Über das Projekt
Trotz geographischer Nähe ist zwischen der deutschen und der polnischen Kommunikationsgemeinschaft nicht selten kommunikative Distanz erkennbar. Politische und wirtschaftliche Asymmetrien zwischen den beiden Nachbarländern – oft durch die Last der Geschichte potenziert – können in der öffentlichen Kommunikation zu Dimensionen werden, die Affekte auslösen und die mit emotionalem Erleben verbunden sind.
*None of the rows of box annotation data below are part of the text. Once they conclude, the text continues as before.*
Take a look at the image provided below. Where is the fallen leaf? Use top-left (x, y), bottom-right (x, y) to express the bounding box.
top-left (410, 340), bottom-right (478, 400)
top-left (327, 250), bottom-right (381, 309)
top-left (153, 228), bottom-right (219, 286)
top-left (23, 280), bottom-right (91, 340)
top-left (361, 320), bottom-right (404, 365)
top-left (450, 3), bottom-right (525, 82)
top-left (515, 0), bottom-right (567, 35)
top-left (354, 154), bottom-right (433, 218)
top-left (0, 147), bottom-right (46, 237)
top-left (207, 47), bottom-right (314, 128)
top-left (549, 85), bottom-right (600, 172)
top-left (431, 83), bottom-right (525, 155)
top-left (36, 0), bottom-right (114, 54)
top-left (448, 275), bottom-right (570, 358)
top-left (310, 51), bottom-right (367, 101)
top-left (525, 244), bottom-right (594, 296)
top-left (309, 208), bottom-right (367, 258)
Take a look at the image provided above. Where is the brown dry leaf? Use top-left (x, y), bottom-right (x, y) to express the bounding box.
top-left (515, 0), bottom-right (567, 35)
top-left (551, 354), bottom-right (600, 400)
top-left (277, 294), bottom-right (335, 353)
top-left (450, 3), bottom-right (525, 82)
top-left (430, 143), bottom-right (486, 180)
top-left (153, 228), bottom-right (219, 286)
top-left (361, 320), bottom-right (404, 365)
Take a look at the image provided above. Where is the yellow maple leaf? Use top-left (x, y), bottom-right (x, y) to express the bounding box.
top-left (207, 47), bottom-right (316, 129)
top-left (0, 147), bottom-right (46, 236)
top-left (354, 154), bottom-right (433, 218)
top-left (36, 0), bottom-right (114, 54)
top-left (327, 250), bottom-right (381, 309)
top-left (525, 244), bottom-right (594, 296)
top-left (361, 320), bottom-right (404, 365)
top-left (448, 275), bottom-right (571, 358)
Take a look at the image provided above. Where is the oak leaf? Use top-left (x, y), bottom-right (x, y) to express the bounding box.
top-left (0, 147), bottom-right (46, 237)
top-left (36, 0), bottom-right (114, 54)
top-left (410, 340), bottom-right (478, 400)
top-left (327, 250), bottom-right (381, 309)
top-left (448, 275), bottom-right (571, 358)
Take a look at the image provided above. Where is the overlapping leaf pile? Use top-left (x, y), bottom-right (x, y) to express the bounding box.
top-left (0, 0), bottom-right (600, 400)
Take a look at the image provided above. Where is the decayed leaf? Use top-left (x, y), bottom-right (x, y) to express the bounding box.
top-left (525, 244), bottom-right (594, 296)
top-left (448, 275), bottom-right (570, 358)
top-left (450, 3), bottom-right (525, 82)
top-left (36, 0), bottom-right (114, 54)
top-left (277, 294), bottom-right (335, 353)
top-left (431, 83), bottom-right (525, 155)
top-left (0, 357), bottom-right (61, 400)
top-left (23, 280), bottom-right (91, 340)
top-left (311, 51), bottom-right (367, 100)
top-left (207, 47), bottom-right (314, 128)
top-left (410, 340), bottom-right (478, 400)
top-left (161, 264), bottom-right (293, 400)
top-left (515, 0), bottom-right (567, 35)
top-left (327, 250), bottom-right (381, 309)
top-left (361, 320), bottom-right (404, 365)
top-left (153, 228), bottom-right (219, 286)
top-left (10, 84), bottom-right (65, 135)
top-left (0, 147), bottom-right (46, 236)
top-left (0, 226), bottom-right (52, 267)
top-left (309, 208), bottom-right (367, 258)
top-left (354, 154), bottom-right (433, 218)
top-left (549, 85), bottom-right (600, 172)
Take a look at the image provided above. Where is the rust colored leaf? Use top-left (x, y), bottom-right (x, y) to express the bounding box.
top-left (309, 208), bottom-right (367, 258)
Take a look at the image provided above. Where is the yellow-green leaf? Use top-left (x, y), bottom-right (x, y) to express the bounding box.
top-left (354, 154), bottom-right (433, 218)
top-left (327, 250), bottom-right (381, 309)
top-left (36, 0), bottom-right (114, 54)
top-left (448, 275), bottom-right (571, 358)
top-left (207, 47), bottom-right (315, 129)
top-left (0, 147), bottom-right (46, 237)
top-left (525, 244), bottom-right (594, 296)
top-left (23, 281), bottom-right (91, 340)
Es kann zur Folge haben, dass beide Gemeinschaften – Partner im vereinten Europa – ein mangelhaftes bzw. verfälschtes Wissen voneinander haben.
Im Fokus des wissenschaftlichen Interesses des Projekts stehen folgende Fragen:
- Wie werden Affekte als Zeichen bzw. Zeichenkomplexe und affektive Praktiken in medialen Diskursen in Deutschland und Polen konstruiert?
- Auf welche Art und Weise (mit welchen Gestaltungsmitteln und durch welche Verfahren) formieren Affekte Diskurse (mit) und mit welchem Zweck affizieren sie Akteure?
- Wie werden affektive Weltbilder bzw. Sinnwelten kreiert, die dann verbreitet, reproduziert oder transformiert werden?
- Ändern sich im Laufe der Zeit – unter Einfluss von politischen und/oder ökonomischen Faktoren – emotionale Einstellungen in medialen Diskursen gegenüber demselben diskursiven Ereignis oder bleiben sie konstant?
- Können Affekte dazu beitragen, dass bestehende Ordnungen, Bedeutungen o. Ä. transformiert, mentale Grenzen (Stereotype) verwischt und bestimmte Prozesse dynamisiert werden?
Forschungsgegenstand:
Um Affekten in deutschen und polnischen medialen Diskursen nachzuforschen, gilt es bestimmte „agonale Zentren“ (Felder), in denen semantische Kämpfe ausgetragen werden, festzulegen. Im Hinblick auf bestimmte Umfelder wie Politik, Geschichte, Gesellschaft, Wirtschaft und Kultur können folgende brisante, in manchen Fällen transnationale (gesamteuropäische) Medien- bzw. Diskursereignisse mit Affektpotenzial berücksichtigt werden: die Ratifizierung des EU-Reformvertrages (2007); die Aufnahme Polens in den Schengen-Raum (2007); Banken- und Finanzkrise (2008/09); der Nord-Stream-Konflikt (2011, 2012); der Konflikt um Flüchtlingsaufnahme und den Umgang mit Migrationsbewegungen (seit 2015); der Brexit (2016); der Konflikt um Kriegsentschädigungen (2017, 2018) u.a.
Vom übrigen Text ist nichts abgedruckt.